August 24, 2008 -- I went into this film with very minimal expectations and was disappointed even so. While parts of it are funny, most of its jokes either miss their marks or are embarrassingly stupid. The best thing in it is Anna Faris of “My Super Ex-Girlfriend” who plays vacuous blonde bombshell Shelley Darlingson, a playboy bunny with a heart of gold and a first grade education. She has a kind of innocence about her. She trusts people and believes that most people are good at heart. Shelley Darlington is a winning character, and there are others in the film, too.
Shelley gets kicked out of the Playboy Mansion for being too old at 27. “That's 59 in Bunny Years,” explains an employee at the mansion who escorts her out the door. There is a plot complication about this later in the film. The distraught, homeless bunny sees some sorority girls walking down the street and immediately recognizes kindred spirits. She ends up at the run-down Zeta Alpha Zeta house where she becomes the house mother to a rag tag band of geeks and social misfits. The house is about to lose its charter due to a lack of new pledges. Shelley is convinced she can turn things around at Zeta. She doesn't know much, but she does know how to do sexy makeovers and how to plan killer parties. She soon transforms the Zeta girls into sex goddesses and the house becomes party central, the most popular house on campus.

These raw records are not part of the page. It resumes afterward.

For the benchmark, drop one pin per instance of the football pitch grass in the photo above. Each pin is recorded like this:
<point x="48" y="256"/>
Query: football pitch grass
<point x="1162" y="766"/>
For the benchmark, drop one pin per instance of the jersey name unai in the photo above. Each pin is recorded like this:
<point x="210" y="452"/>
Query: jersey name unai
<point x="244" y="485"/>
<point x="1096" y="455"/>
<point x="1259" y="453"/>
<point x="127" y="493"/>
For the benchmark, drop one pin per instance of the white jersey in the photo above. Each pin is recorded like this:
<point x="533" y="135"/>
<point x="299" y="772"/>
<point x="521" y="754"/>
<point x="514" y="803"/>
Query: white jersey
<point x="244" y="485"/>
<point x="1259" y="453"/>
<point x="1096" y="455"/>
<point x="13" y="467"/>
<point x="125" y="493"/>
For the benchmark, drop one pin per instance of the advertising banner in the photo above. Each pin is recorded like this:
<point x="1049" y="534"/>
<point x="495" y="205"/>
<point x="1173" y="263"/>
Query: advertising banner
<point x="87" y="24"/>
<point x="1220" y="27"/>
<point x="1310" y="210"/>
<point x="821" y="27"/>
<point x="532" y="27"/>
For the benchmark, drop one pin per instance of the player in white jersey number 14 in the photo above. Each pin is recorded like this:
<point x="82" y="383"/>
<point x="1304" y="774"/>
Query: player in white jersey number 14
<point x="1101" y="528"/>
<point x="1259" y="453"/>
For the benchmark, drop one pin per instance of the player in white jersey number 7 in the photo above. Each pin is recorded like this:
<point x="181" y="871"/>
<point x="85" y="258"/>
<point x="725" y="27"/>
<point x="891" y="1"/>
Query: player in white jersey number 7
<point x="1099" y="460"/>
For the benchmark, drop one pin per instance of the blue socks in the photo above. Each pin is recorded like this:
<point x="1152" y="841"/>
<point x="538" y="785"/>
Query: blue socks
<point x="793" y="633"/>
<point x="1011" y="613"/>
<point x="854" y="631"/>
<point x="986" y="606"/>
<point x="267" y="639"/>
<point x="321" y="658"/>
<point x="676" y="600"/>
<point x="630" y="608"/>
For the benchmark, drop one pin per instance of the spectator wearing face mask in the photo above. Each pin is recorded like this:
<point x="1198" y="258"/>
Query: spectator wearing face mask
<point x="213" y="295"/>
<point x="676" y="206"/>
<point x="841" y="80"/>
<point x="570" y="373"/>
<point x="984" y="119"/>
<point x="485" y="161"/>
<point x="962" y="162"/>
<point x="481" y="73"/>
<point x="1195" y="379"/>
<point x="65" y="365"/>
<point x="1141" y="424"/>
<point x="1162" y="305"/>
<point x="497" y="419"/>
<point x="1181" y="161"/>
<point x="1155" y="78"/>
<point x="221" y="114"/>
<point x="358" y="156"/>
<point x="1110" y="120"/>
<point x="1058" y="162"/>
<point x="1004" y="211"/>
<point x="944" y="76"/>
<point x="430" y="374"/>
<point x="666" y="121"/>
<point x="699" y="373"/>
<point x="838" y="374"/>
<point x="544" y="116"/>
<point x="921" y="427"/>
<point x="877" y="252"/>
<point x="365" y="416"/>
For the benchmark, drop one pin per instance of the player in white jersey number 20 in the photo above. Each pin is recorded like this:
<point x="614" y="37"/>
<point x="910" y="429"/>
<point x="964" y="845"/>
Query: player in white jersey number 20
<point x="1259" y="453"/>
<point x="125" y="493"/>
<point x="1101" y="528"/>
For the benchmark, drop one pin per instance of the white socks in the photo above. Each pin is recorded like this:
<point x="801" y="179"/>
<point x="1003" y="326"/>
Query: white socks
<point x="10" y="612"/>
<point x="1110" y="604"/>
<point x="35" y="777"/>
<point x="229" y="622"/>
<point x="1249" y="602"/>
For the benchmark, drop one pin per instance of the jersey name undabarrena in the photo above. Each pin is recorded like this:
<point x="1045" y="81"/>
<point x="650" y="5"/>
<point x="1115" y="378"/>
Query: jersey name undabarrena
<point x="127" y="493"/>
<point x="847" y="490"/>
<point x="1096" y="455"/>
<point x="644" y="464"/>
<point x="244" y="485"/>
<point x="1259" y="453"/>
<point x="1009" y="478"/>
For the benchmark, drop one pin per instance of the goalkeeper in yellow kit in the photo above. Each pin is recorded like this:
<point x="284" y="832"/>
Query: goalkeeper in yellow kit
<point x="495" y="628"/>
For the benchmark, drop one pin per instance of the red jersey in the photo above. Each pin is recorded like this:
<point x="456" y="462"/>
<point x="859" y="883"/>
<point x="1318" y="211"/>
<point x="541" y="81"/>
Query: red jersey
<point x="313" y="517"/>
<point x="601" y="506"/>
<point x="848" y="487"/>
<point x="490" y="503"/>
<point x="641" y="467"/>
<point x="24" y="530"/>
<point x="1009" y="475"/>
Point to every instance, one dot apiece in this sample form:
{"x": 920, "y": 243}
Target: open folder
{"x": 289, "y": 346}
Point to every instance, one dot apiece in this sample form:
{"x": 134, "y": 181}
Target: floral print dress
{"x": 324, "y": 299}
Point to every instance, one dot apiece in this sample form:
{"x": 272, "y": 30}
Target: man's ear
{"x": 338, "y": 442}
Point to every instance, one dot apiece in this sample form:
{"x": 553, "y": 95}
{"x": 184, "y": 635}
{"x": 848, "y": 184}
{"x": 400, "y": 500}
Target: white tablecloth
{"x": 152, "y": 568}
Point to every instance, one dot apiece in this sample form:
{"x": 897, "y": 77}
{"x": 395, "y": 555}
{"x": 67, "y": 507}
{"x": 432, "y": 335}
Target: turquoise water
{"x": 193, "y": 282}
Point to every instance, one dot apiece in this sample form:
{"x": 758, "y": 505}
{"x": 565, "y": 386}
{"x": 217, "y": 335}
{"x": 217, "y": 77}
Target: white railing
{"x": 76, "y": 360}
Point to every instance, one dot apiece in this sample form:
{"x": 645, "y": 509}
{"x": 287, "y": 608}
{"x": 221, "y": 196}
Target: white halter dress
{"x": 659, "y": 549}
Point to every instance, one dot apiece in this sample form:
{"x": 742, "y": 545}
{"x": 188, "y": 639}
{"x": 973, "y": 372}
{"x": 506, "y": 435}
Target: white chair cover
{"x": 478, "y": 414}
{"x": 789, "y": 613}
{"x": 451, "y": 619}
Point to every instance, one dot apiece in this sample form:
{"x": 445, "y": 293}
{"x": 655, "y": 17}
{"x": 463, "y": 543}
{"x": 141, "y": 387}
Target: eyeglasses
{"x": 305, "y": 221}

Shelley also hooks up with a very nice man, a nursing home administrator, Oliver (played by Colin Hanks of “Untraceable”), but she has a tough time landing him because she never learned to be herself with a man. All she knows how to do is tell a man what she thinks he wants to hear. That tactic doesn't work with Oliver. The sorority girls try to help her by giving her a veneer of education, but that is just another form of insincerity which doesn't work with Oliver. Despite Shelley's best efforts, the Zetas still haven't recruited enough new pledges leading up to the deadline. Worse yet, the Zetas are turning into the kind of social snobs that inhabit the competing sororities. Will the Zeta house survive? Will it deserve to? Will Shelley and Oliver become a couple? Will Shelley go back to the Playboy Mansion? Will the audience care? All of these questions, save the last, will be answered as this movie rolls on to its conclusion.
This movie is touted as being the first comedy with a woman in the leading role produced by Adam Sandler's Happy Madison production company. What has worked well for Sandler in the past doesn't work well in this movie. It needs to be smarter. The basic idea is sound, but the script, by Kirsten Smith and Karen McCullah Lutz, needs a lot more work to raise it up to the level of “Legally Blonde,” earlier written by the same team of Smith and Lutz. There are a lot of similarities between “The House Bunny” and “Legally Blonde,” but Blonde is the smarter, more insightful screenplay of the two. “The House Bunny” is a much broader, dumber comedy, in the Happy Madison mold, without the insight and character development that made “Legally Blonde” a more polished comedy. Anna Faris is very good in the leading role and some of the other characters are appealing, too, including Zeta girl Natalie (played by Emma Stone of “The Rocker,” who looks like Lindsey Lohan). Acting isn't the problem. The problem is the screenplay and direction. This film rates a C.